"The size of bore can vary, from a diameter of 10 meters for large tunnel bores down to three hundredths of a millimeter, thinner than a human hair, for applications in the electronics industry.This places great demands on the manufacturing process to attain precise properties," said Göran Wahnström, professor of physics at the University.

Hardmetal is made of fine powders of WC and Co heated up to create a solid material consisting of a hard skeleton of wolfram carbide grains surrounded by the tougher cobalt-rich cement phase. The size of these grains is key to the hardness of the hard metal, and the challenge is to be able to control the growth of these grains during the sintering process. By combining experimental and theoretical methods, the researchers now understand how they can control the structure of the material in detail, down to the level of the atom, during the production process.

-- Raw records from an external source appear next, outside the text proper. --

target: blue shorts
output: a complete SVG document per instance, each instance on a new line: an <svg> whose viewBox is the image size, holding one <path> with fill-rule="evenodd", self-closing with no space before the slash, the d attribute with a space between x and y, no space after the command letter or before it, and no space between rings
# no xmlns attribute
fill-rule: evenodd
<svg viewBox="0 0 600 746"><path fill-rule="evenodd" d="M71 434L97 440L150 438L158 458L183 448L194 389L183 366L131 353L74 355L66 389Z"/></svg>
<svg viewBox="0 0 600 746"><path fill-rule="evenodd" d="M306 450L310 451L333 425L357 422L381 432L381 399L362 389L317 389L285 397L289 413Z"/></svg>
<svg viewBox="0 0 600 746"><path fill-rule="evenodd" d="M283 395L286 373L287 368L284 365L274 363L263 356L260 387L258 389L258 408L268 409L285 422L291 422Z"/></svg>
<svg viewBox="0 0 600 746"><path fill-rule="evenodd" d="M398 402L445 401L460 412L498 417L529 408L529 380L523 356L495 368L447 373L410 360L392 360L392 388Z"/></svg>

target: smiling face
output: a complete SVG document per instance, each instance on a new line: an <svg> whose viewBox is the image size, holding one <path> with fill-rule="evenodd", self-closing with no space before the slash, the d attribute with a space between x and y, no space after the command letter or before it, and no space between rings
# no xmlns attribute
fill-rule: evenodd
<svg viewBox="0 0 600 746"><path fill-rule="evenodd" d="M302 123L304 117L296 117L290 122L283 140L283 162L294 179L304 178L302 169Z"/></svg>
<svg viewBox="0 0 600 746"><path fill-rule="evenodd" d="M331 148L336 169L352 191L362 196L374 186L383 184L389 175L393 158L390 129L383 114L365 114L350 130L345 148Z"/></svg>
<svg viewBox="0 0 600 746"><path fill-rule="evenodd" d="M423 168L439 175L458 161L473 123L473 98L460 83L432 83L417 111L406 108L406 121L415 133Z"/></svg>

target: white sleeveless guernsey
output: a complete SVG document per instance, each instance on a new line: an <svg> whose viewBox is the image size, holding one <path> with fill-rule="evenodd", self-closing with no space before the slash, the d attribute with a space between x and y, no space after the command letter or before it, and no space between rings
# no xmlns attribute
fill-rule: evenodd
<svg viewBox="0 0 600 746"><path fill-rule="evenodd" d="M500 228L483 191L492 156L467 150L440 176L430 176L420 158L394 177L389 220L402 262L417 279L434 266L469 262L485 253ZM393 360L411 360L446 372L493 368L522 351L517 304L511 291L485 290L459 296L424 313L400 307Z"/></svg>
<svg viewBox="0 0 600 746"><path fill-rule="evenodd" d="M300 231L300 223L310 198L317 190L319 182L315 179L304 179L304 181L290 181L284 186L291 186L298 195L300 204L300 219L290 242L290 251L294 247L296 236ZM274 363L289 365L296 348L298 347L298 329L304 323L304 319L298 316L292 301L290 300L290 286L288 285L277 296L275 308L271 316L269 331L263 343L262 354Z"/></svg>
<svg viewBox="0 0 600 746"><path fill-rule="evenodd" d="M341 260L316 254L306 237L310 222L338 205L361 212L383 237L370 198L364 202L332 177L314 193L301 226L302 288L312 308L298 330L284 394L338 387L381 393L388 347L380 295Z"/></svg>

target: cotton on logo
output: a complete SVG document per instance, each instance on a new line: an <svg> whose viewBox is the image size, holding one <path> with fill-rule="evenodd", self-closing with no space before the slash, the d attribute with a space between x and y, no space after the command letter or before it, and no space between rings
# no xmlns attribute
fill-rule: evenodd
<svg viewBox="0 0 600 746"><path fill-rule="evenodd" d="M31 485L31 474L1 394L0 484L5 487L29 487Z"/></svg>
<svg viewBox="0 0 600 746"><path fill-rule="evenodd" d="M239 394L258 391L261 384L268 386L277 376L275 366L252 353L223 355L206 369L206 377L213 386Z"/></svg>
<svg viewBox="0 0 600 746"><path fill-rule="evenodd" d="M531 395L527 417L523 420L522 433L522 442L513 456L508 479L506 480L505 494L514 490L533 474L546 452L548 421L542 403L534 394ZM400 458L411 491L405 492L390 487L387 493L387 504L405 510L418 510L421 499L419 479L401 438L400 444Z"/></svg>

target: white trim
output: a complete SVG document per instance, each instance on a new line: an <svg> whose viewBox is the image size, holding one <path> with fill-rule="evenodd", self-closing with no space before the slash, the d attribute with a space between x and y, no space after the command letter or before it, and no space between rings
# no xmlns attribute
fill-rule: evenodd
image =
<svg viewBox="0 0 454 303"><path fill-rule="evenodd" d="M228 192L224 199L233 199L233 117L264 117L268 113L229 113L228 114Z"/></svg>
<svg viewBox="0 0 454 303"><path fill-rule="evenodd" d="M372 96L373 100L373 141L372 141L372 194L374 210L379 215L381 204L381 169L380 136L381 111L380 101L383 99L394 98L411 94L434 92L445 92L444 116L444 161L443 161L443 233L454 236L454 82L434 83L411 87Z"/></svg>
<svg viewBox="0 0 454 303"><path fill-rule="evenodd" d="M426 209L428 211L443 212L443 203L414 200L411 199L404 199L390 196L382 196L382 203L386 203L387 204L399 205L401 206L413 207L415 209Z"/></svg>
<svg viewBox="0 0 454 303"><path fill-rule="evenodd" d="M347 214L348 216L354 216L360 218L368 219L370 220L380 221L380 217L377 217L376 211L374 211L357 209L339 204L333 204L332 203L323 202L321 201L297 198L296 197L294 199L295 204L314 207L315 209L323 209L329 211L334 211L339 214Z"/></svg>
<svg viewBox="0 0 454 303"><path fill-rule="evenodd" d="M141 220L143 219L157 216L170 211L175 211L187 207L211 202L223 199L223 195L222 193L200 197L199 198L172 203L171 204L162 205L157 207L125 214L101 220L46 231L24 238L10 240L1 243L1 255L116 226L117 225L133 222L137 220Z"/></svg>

By doping the material (adding another substance in tiny portions) scientists have known that the growth of the grain can be dramatically limited. A tiny addition of vanadium can limit the growth of the grains to one tenth, from a particle size of one thousandth of a mm down to one ten-thousandth mm. In the doped materials, a research group in Grenoble found, using high-resolution electron microscopy, that an extremely thin layer, only two atom layers thick, of a cubical structure can be built on the wolfram carbide grains. At Chalmers, researchers used atom-probe tomography, a technology unique in Sweden, to analyze the interfaces atom by atom.

"These films can affect the growth, but the question is whether they are there during the actual sintering process when the WC particles are growing, when the experimental microscopy technology cannot be used. The theoretical prediction is that these films can also exist at the high sintering temperatures. Large grains with the composition of the film are then thermodynamically unstable, but the thin film is stabilized by strong bindings on the interface between the film and the cementing phase," said Wahnström.

"Our work has focused on characterizing and understanding the interfaces in the material, on the one hand between the wolfram carbide grains, so-called granular interfaces and, on the other hand, between the wolfram carbide grain and the cementing phase, what are called phase interfaces,” he added. “The theoretical part made use of quantum mechanical density-functional theory to describe and understand how the electrons in the material bind together the material."

The work was carried out as a twin doctoral project with funding from the Swedish Research Council and the industry (Sandvik and Seco Tools) and in collaboration with a research team in Grenoble.